Bref, le billet de Fortinet. Bref, mais éloquent : Zitmo (Zeus In The Mobile), après avoir frappé les smartphones sous Symbian, Blackberry et Windows Mobile, s’attaque à la base Android.
Zeus est la preuve (s’il en fallait une) qu’il est vain de donner une absolue confiance aux systèmes d’authentification à deux facteurs. Ce malware est spécialisé dans l’interception de « codes confidentiels de confirmation » émis par les banques sous forme de SMS. Il agit de manière assez simple. Dans un premier temps, une attaque en ingénierie sociale convainc l’usager de télécharger une appliquette de « sécurité » sur son téléphone. Cette attaque est généralement initiée lors de la visite d’un site web compromis. La phase suivante consiste à infecter l’ordinateur de l’usager pour qu’il serve de proxy. Le malware situé sur le pc pourra ainsi émettre des ordres de virement, lesquels provoqueront l’envoi d’un SMS de « double authentification » qui sera détourné par le malware situé sur le téléphone… pour être transmis au pirate supervisant Zitmo.
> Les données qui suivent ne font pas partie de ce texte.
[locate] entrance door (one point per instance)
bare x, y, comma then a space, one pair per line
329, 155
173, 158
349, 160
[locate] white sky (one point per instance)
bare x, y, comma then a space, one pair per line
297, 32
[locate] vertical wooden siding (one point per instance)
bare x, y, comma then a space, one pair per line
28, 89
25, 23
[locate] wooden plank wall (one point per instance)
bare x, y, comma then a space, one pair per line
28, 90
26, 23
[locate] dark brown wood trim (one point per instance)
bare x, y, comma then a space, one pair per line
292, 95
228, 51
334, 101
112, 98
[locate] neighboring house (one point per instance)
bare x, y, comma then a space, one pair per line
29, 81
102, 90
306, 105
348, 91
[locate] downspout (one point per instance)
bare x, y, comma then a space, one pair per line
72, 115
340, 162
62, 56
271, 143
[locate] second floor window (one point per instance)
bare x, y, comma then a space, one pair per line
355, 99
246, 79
Lequel peut alors prendre la main sur le transfert, expédier le « bon » code d’activation et récupérer le montant du virement, sur un compte situé quelque part entre la Bosnie-Herzégovine, le bas-Berry et le Kamchatka inférieur.
Ce portage de code prouve à la fois la bonne santé du marché Android (les auteurs de virus ne travaillent que sur des systèmes qui en valent la peine) et la difficulté qu’ont les banques à réagir rapidement lorsque leurs systèmes « inviolables » ont été compromis. L’usage des claviers virtuels à position aléatoire (une autre technique à « double facteur ») a commencé à se généraliser plus de 2 ans après que de nombreuses publications et recherches aient prouvé la fragilité de cette méthode. Les techniques de « call back » par SMS avaient déjà été compromises de très nombreuses fois, notamment il y a plus de 10 ans sur le réseau SFR lorsqu’un procédé analogue avait été mis en place pour authentifier l’accès au réseau WiFi de l’opérateur (accès aux contenus sms via Bluetooth, refus de la part de SFR de considérer la chose comme une « faille de sécurité directement liée à son réseau »).